A huge red sun was nearing the horizon when we left the mess, our bellies stuffed with curry and rice. We’d all been savaged by bed bugs a few nights earlier on Crete, and I was desperate to splash myself with cool water to calm
the itching before I collapsed into a bunk. But as we walked across the aerodrome for a quick check of the aircraft, the wind started picking up and little squalls of dust rose across the plain. Then a gust blew through, nearly knocking us off our feet, and we realised the wind had changed direction. The Vimy was facing the wrong way. If we didn’t turn her around she might flip over.

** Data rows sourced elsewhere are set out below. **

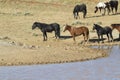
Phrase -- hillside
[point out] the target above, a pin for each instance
(19, 44)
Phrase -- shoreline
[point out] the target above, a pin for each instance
(14, 55)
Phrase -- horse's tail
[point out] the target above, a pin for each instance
(88, 36)
(85, 11)
(58, 30)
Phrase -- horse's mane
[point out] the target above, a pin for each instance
(98, 26)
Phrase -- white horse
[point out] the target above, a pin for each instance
(102, 5)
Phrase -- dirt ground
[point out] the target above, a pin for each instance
(20, 45)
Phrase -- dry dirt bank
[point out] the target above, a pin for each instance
(20, 45)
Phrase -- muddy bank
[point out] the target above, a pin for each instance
(56, 52)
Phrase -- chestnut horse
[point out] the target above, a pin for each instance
(78, 31)
(116, 26)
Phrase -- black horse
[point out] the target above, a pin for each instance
(79, 8)
(47, 28)
(114, 4)
(101, 31)
(104, 6)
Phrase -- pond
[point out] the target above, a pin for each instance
(101, 69)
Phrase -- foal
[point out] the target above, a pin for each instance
(116, 26)
(104, 6)
(103, 31)
(78, 31)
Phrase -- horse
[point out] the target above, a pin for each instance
(104, 6)
(47, 28)
(79, 8)
(116, 26)
(76, 31)
(102, 31)
(114, 4)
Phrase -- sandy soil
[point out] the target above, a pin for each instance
(20, 45)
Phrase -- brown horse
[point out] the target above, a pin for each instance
(116, 26)
(78, 31)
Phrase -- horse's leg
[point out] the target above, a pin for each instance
(84, 13)
(119, 35)
(116, 9)
(74, 38)
(84, 35)
(111, 36)
(100, 10)
(108, 10)
(108, 37)
(104, 11)
(45, 36)
(102, 38)
(87, 37)
(98, 38)
(112, 10)
(78, 15)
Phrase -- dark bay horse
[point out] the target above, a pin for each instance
(47, 28)
(114, 4)
(103, 31)
(78, 31)
(116, 26)
(79, 8)
(104, 6)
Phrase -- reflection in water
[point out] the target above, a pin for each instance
(100, 69)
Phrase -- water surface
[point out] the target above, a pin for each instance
(100, 69)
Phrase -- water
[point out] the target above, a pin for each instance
(100, 69)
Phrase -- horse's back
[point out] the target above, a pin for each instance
(83, 29)
(80, 7)
(55, 25)
(113, 3)
(116, 26)
(101, 4)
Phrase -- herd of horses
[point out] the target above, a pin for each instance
(110, 6)
(76, 31)
(82, 30)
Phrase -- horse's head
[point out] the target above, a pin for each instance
(34, 25)
(65, 27)
(96, 9)
(94, 26)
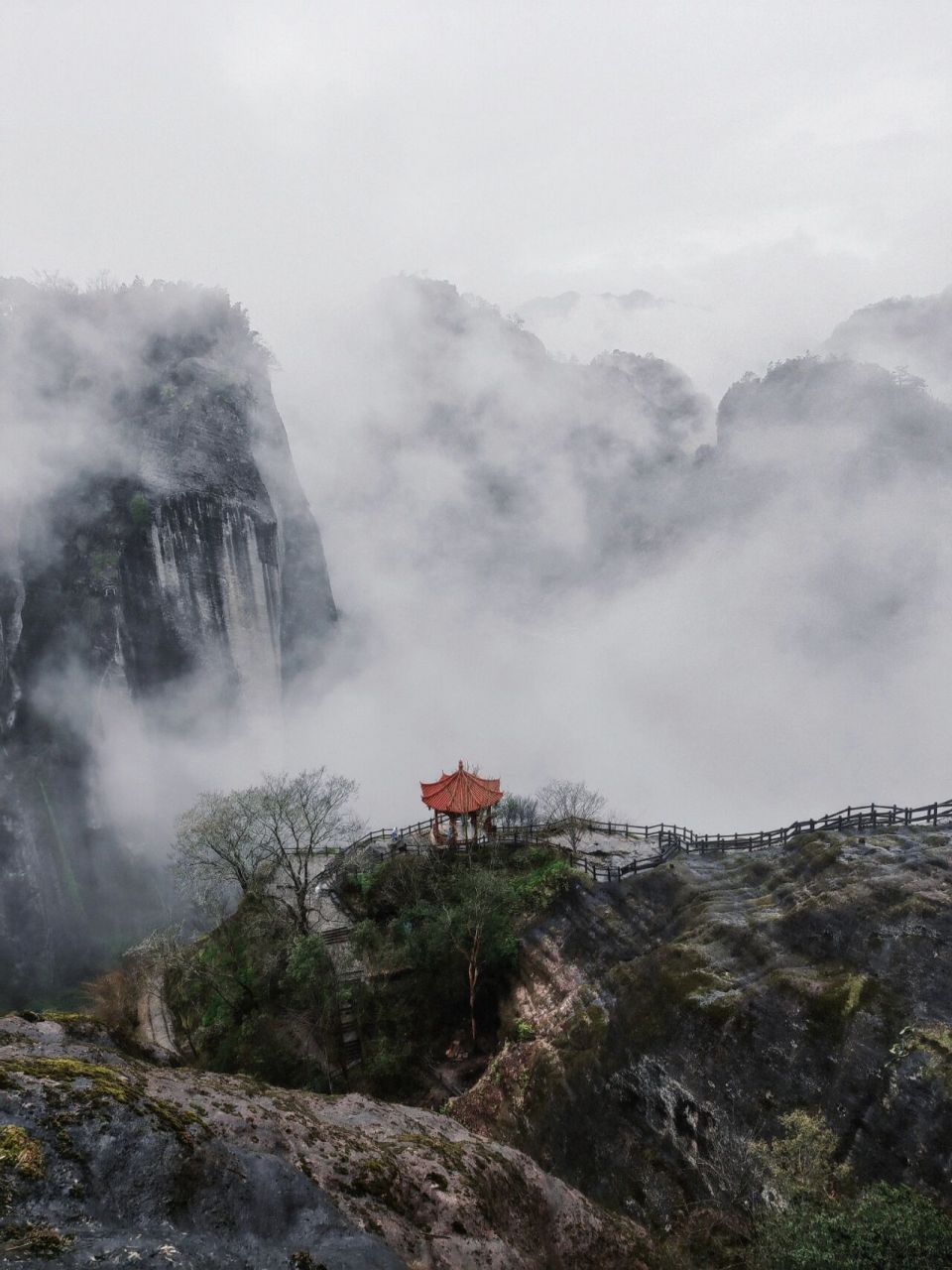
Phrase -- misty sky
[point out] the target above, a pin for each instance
(778, 163)
(765, 167)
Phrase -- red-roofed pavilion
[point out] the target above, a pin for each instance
(462, 794)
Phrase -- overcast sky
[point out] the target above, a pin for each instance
(767, 167)
(787, 157)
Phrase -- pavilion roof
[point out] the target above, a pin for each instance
(461, 792)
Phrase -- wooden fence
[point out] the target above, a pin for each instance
(667, 839)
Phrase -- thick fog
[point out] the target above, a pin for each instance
(730, 635)
(548, 559)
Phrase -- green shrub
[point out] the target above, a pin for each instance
(887, 1228)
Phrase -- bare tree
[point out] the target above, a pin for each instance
(515, 811)
(264, 839)
(220, 847)
(299, 820)
(571, 802)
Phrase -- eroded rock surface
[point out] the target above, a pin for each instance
(679, 1015)
(111, 1159)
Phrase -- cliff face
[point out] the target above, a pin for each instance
(157, 538)
(676, 1017)
(111, 1159)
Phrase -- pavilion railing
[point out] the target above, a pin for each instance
(667, 839)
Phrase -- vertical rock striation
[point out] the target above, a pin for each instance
(154, 536)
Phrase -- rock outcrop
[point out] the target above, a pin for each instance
(678, 1016)
(154, 536)
(112, 1159)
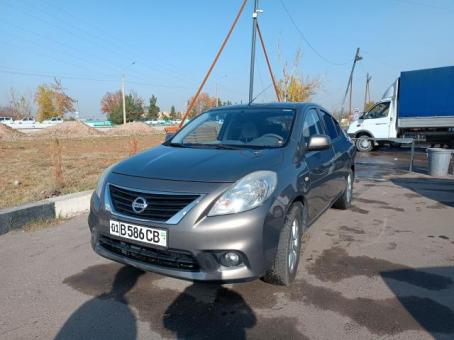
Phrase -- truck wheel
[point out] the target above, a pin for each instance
(364, 144)
(285, 264)
(344, 202)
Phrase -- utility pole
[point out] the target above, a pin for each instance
(254, 38)
(367, 92)
(123, 97)
(123, 76)
(350, 82)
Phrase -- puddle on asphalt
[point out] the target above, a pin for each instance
(358, 210)
(189, 310)
(208, 310)
(335, 265)
(352, 230)
(364, 200)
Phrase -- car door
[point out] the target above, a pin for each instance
(338, 175)
(377, 120)
(319, 164)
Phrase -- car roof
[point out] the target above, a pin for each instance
(275, 105)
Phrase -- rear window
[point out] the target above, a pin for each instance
(330, 126)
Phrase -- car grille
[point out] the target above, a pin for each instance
(176, 259)
(160, 207)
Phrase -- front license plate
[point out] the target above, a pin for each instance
(148, 235)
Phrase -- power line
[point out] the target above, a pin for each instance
(77, 77)
(306, 40)
(75, 33)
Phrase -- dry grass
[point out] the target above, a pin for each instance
(42, 224)
(28, 167)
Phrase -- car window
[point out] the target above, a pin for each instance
(259, 128)
(311, 126)
(378, 111)
(329, 124)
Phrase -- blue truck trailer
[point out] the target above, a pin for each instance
(419, 104)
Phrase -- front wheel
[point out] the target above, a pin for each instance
(287, 258)
(345, 201)
(364, 144)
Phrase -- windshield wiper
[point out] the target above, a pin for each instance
(226, 147)
(177, 145)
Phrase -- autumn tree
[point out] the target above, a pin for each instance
(7, 111)
(293, 87)
(20, 105)
(111, 101)
(112, 106)
(153, 108)
(173, 113)
(52, 101)
(202, 104)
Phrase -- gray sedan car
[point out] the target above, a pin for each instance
(228, 197)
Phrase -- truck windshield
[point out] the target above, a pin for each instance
(378, 111)
(248, 128)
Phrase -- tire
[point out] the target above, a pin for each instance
(285, 266)
(395, 145)
(345, 201)
(364, 144)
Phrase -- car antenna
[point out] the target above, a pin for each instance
(261, 92)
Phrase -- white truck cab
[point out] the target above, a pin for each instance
(380, 122)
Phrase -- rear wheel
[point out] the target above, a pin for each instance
(287, 258)
(344, 202)
(364, 144)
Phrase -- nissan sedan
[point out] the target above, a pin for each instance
(229, 197)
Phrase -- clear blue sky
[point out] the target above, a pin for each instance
(87, 44)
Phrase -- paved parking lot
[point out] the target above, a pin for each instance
(384, 269)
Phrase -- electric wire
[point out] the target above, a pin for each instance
(303, 36)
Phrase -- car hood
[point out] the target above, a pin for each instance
(200, 165)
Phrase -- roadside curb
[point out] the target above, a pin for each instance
(56, 207)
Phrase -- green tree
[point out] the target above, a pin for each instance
(202, 104)
(52, 101)
(153, 108)
(173, 113)
(112, 105)
(369, 105)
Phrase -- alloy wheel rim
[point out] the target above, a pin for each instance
(294, 242)
(365, 143)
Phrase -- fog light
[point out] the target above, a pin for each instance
(230, 259)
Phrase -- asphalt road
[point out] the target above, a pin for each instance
(384, 269)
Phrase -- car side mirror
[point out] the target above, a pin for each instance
(168, 136)
(318, 142)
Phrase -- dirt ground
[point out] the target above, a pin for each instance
(27, 168)
(382, 270)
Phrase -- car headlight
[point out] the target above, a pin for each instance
(246, 194)
(101, 180)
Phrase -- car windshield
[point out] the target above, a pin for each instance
(248, 128)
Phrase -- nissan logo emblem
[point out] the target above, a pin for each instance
(139, 205)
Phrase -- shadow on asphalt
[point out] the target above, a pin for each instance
(202, 310)
(426, 293)
(228, 317)
(106, 316)
(440, 190)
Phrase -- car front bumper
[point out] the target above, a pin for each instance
(253, 234)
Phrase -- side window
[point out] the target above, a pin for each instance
(329, 124)
(378, 111)
(311, 126)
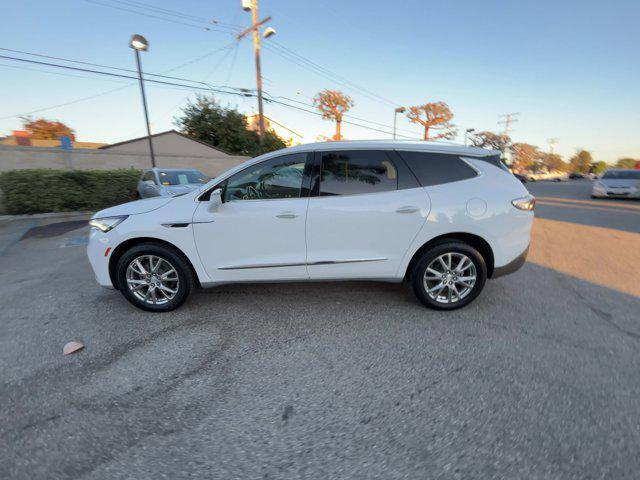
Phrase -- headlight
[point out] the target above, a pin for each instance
(107, 223)
(527, 203)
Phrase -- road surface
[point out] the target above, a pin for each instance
(538, 378)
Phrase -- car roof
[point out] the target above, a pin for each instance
(437, 147)
(158, 169)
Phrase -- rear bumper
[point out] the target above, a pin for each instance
(512, 266)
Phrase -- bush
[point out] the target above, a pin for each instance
(45, 190)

We sprinted toward her in the rising gale, sand whipping at our faces still raw from the hours of flying through torrential rain over Palestine.
As the two guards shouted the alarm, a wire on the Vimy broke with an almighty twang and the ailerons began flapping so wildly I thought they might tear right off the wings. Dozens of men appeared from across the base, holding the ailerons down while Ross had us fire up the engines so he could turn the Vimy into the wind.
Ross rubbed Marmaduke II’s tiny head for luck and jumped down from the cockpit, yelling something that got lost to the wind. He was still wearing his goggles to shield his eyes from the swirling sand, and handed Keith his pair too. He bellowed in Benny’s ear for us to do the same, and then told us to get a few Indian blokes to help lash tarps over the cockpits and engines.
The wind was howling. The wires were shrieking. Men were running in all directions, bodies bent into the gale. Somewhere a door banged furiously.
I ran into the workshop to find more rope, and heard Keith yelling to Ross: ‘How do we keep her down? Ropes won’t hold her.’
I grabbed Ross and shouted in his ear. ‘El Mejdel! We used men to weigh down the planes …’
That miserable Christmas Eve, when Benny and I sat hunkered down, back to back in the mud, trying to stop an RE8 from getting whisked away to Jerusalem.
‘Yes!’ Ross thumped my back before turning to shout into the ear of the CO. Within minutes, 50 men were weighing down the wings and lower fuselage. Scarves shielding faces, heads buried in arms as they settled in to wait out the storm.